In selling “agile” or “DevOps” as a product, you sell buzzwords (“iterations”, “retrospectives”, “continuous delivery”) that allow people to hold seminars and grant certifications . However, ultimately you are selling something “safe” - something that doesn’t look that much different than your own process. “Don’t worry, you’re doing fine, you just have to learn the buzzwords and hire a few Senior Engineers." As these terms spread out into the mainstream of the industry, they lose their meaning and start to be treated as vague adjectives for "good" or "how things are done" - the ideas behind them becoming useless, almost dead.

It’s strange to me that these movements can be co-opted so easily because I see them as sharing a very controversial message: how software relates to your business is broken. Agile says you cannot effectively develop software by throwing specifications from a “business” team to a “development” team: a software team needs to know about customer value in order to make the right value/effort tradeoffs. DevOps says you cannot effectively run software by throwing an implementation from a “development” team to an “operations” team: to maximize the customer experience (e.g. how the software runs in production), these must be the function of the same team. It is not simply a matter of continuing the existing organizational structure with a few more buzzwords and certifications - to reach its maximum potential, the organization itself needs to be rethought.
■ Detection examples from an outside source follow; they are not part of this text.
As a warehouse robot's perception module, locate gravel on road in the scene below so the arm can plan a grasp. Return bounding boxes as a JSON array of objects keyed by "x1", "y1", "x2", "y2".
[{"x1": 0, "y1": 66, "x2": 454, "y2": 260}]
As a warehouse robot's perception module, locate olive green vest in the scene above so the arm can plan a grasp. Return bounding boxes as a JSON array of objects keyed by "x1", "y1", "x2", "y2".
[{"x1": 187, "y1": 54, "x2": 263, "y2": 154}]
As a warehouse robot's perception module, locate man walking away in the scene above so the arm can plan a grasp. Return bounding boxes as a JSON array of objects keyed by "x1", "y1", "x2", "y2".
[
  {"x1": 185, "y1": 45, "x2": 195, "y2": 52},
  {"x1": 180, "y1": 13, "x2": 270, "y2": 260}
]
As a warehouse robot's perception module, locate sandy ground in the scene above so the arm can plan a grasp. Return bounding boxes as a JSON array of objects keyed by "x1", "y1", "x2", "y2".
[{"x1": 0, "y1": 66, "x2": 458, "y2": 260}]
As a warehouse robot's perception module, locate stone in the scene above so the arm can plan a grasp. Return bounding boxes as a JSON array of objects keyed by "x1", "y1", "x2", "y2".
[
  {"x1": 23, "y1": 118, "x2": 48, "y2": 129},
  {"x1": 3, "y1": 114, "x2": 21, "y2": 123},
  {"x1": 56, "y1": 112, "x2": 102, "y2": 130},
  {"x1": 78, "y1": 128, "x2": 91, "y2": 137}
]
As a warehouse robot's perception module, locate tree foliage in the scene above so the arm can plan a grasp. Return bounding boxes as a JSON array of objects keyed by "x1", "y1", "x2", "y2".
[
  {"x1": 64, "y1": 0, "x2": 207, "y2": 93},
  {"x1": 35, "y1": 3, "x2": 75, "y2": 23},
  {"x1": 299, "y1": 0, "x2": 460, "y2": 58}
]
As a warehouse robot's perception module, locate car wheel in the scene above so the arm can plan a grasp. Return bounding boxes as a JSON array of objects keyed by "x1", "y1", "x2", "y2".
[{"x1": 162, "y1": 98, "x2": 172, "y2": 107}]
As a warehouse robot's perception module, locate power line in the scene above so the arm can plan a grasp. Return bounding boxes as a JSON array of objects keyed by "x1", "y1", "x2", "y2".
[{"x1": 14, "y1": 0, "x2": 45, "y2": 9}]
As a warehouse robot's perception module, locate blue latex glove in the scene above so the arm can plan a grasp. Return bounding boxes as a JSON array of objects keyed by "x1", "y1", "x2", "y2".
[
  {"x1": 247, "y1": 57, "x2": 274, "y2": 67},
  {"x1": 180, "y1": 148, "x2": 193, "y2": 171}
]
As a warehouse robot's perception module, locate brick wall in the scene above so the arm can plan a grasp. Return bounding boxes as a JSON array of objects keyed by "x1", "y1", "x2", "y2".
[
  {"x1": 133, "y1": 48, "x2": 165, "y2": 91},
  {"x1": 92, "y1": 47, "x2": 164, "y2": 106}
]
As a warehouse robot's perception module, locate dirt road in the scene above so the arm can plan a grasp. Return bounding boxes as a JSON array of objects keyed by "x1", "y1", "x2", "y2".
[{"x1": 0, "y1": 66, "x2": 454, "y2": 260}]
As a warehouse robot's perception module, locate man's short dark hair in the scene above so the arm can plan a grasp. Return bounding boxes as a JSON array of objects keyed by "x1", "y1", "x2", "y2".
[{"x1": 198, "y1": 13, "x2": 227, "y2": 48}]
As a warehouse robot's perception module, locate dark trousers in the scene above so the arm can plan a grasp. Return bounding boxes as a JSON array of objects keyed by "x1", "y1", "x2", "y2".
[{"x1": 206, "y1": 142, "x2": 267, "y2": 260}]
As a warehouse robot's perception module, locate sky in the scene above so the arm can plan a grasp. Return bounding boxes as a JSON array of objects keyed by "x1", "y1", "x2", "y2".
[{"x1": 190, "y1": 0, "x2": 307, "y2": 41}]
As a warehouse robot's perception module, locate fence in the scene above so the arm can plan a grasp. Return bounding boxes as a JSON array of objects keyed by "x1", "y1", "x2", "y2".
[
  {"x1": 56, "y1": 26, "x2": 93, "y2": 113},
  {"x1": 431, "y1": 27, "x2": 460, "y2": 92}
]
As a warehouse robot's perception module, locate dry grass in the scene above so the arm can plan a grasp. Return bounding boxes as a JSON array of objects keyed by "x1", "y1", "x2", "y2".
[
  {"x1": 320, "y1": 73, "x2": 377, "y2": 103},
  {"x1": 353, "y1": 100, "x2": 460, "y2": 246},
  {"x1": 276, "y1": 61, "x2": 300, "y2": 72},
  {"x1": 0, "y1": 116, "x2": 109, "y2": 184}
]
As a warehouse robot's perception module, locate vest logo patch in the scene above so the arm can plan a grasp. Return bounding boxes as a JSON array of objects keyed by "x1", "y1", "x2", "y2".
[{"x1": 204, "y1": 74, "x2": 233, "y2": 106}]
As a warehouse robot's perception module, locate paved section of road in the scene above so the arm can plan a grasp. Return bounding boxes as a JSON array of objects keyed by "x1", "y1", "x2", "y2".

In college at the University of Illinois I loved “machine problems” (UIUC-speak for ‘programming assignment’). Challenging assignments with a clear set of deliverables. At one point I would have told you that my ideal job was a series of machine problems coming in and work going out. It’s a bit of a scary thought to those of us who have grown up programming but code isn’t enough to build a great product or produce a great user experience. Rather than this being a bad thing, the words “agile” and “DevOps” can point us towards better ways to develop both as organizations and individuals. No matter how watered down these words eventually become, they have this very confrontational core that’s worth remembering.